Scottish devolution from the United Kingdom is a topic I have watched very closely since graduate school. While my personal opinion is that the better fiscal outcome for Scotland would be to stay within the union, I also see that socially a break from the crown would be beneficial to the Scots emotionally.
It seems leaving would mean financial suicide for the small country. Oil in North Sea will not provide enough revenue to cover all the needs of society and government. More taxation will be difficult to assess. And being somewhat remote makes it difficult to find enough foreign investment to bring new sources of revenue. As mentioned in the article, money is flowing from London to the highlands disproportionately, and cutting that flow will bring some misery to a public that is somewhat dependent on public aid due to a less-than-stellar economy.

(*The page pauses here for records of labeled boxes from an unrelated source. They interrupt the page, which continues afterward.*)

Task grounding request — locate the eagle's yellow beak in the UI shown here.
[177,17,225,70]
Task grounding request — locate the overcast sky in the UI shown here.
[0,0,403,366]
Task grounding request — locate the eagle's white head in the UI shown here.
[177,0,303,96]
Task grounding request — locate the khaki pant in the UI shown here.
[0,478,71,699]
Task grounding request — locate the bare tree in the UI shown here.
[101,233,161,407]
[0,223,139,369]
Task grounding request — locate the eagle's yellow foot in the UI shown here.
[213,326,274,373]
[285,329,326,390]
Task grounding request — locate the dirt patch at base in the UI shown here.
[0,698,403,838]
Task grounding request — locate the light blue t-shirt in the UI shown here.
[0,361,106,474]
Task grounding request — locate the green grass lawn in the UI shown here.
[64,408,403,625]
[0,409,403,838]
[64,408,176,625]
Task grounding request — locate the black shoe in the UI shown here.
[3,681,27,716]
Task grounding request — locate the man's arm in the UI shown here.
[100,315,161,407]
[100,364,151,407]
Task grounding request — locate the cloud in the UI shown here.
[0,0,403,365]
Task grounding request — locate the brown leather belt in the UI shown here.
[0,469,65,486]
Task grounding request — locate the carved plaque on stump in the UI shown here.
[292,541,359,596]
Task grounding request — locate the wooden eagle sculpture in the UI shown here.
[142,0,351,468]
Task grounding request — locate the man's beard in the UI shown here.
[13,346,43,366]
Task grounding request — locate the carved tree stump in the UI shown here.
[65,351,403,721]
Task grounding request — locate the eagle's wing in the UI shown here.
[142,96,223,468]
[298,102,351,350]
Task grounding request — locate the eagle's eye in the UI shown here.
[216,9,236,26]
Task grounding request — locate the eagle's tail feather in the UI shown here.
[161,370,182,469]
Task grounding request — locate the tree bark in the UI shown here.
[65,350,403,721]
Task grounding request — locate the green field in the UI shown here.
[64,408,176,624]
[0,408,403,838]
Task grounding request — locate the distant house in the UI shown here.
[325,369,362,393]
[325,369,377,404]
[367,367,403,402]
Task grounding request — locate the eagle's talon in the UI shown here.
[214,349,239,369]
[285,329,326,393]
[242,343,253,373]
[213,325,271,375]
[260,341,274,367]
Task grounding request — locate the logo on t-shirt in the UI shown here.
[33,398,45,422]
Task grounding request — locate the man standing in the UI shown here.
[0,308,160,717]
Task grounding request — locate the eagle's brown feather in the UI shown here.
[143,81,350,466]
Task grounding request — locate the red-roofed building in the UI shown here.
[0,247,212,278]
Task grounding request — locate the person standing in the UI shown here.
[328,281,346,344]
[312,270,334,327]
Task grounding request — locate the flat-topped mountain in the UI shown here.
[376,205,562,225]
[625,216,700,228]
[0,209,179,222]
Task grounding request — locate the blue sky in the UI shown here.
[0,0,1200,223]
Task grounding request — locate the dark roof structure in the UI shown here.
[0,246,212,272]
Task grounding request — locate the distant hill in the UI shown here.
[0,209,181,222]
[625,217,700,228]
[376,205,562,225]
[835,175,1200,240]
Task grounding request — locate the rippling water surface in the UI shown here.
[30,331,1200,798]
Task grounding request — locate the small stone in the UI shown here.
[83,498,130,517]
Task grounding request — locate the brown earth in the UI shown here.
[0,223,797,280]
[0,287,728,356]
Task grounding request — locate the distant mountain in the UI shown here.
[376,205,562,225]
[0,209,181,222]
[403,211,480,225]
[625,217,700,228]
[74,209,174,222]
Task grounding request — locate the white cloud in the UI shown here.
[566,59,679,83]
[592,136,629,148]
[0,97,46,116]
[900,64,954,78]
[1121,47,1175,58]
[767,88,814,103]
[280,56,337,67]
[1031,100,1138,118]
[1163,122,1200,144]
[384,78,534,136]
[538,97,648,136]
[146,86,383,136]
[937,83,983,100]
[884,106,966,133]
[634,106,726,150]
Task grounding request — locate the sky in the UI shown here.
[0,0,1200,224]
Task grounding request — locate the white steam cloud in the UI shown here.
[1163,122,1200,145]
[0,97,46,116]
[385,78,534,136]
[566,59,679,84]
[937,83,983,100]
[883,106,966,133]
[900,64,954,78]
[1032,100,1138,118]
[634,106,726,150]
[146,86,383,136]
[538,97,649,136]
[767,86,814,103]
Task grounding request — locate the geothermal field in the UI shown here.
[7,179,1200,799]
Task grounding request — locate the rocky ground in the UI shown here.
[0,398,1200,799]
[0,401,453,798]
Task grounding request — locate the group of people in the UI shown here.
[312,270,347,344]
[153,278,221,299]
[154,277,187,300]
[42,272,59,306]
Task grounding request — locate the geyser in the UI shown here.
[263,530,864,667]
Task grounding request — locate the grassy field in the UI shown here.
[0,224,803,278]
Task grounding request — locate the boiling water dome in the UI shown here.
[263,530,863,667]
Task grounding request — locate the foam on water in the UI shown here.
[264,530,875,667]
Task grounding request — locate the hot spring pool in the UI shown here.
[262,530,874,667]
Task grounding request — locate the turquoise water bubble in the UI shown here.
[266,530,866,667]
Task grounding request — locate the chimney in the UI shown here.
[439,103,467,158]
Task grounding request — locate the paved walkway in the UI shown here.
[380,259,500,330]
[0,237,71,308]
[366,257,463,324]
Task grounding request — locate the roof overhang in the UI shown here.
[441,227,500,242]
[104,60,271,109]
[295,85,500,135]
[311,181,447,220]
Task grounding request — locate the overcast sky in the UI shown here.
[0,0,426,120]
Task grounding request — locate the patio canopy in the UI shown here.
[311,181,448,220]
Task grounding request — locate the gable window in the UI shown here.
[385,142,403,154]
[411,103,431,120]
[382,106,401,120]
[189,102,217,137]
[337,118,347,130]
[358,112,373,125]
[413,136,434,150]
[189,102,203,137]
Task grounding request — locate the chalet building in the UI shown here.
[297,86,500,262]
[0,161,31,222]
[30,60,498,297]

Remaining with the union is likely the best answer.
But, as an American, I can see similarities in the pro-secessionist argument to our own revolutionary leaders. Financially the people feel as though they are being treated unfairly and do not gain from many of the social programs available and may be taxed too much. They also feel they are woefully under-represented In government, causing the fiscal issues above. To gain control of their own destiny would certainly add a new sense of being a Scot, one that may have existed centuries ago but has since been snuffed out by the union. Socially, the new freedom may result in a renewed sense of purpose.
The real question remains though, will that independence bring real financial and social change? Or, will it result in the end of Scotland as we know it? The public seems to be in favor of staying put, at least for now. But, will the ever-present, underlying desire for freedom that seems to be part of the Scottish DNA keep tugging at their very souls leaving them in a continual social struggle for independence? This vote in September will likely not be the end of the discussion.